Abstract 3378: Post-transplant Survival is Not Diminished in Heart Transplant Recipients Bridged With Implantable Left Ventricular Assist Devices
Background. The purpose of this study was to compare post-transplantation morbidity and mortality in orthotopic heart transplant (OHT) recipients bridged-to-transplant (BTT) with a left ventricular assist device (LVAD) with non-bridged (NB) recipients. To account for potential differences across device types, BTT recipients were stratified by VAD type: extra-corporeal (EXTRA), para-corporeal (PARA), and intra-corporeal (INTRA).

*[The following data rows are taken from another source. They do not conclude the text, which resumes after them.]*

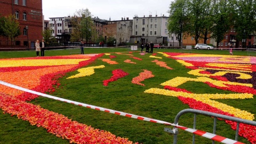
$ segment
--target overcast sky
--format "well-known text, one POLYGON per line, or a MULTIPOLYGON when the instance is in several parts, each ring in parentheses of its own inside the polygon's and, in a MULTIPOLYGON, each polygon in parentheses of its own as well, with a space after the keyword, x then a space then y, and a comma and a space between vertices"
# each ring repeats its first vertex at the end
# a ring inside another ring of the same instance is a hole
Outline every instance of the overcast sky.
POLYGON ((139 17, 169 16, 168 10, 172 0, 43 0, 43 14, 45 20, 49 18, 74 15, 76 10, 87 8, 92 17, 111 20, 122 18, 132 20, 139 17))

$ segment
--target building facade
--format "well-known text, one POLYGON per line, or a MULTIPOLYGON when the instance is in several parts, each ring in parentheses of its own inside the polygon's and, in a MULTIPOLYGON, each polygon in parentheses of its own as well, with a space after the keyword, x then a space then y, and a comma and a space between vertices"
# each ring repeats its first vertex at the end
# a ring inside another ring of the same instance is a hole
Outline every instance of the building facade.
POLYGON ((133 18, 132 43, 161 43, 165 45, 178 45, 176 36, 169 35, 167 30, 169 17, 165 15, 133 18))
MULTIPOLYGON (((115 43, 117 46, 130 42, 130 37, 132 34, 132 20, 129 20, 129 18, 122 18, 121 20, 108 21, 106 22, 108 25, 103 27, 108 27, 113 29, 111 30, 114 31, 113 36, 116 39, 115 43)), ((103 35, 105 40, 107 37, 107 31, 105 29, 103 35)))
MULTIPOLYGON (((37 39, 42 39, 43 17, 42 0, 2 0, 0 17, 15 15, 19 23, 21 35, 15 39, 15 45, 34 47, 37 39)), ((11 45, 10 40, 0 37, 0 45, 11 45)))

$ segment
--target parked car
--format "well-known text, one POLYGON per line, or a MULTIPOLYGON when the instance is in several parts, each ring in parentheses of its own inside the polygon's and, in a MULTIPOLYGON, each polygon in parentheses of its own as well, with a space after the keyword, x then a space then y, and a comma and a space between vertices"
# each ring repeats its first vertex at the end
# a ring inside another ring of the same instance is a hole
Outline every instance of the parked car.
POLYGON ((159 44, 154 44, 154 48, 159 48, 160 45, 159 44))
POLYGON ((195 48, 197 50, 199 50, 199 49, 212 50, 213 49, 213 46, 211 46, 205 44, 197 44, 195 46, 195 48))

Methods. UNOS provided de-identified patient-level data. The study population included 10,668 orthotopic heart transplant (OHT) recipients aged ≥18 years old and transplanted between January 1, 2001 and December 31, 2006. Follow-up data was provided through August 3, 2008 with a mean follow-up time of 3.17±2.15 (range: 0–8.11) years. The primary outcome was actuarial post-transplant graft survival. Multivariable Cox proportional hazards regression (backward, p<0.15) was used to determine the relationship between groups and overall graft survival.

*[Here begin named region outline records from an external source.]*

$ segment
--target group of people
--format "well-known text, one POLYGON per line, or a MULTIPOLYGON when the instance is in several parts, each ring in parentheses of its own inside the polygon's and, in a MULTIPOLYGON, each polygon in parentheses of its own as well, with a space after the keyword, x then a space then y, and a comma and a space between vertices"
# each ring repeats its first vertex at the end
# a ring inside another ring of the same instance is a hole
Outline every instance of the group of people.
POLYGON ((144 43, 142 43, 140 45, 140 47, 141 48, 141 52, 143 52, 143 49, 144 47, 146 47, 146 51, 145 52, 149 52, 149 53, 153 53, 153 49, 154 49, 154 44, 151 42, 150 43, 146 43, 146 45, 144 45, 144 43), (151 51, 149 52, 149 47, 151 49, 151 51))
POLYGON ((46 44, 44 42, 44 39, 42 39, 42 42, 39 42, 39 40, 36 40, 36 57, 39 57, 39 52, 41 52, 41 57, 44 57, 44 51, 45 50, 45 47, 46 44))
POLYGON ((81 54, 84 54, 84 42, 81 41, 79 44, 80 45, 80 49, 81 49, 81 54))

Results. In multivariate Cox regression analysis, when compared with the NB group, risk-adjusted <90-day graft survival was diminished among the EXTRA (HR=3.54, 2.28–5.51). For 1–5 years, risk-adjusted graft survival in the INTRA group (0.389, 0.205–0.738, p=0.004) was better than the NB group.
Conclusion. The use of implantable left ventricular assist devices as bridge-to-transplantation, including both intra and para-corporeal devices, is not associated with diminished post-transplant survival. However, 90-day was diminished in recipients bridged with extra-corporeal devices.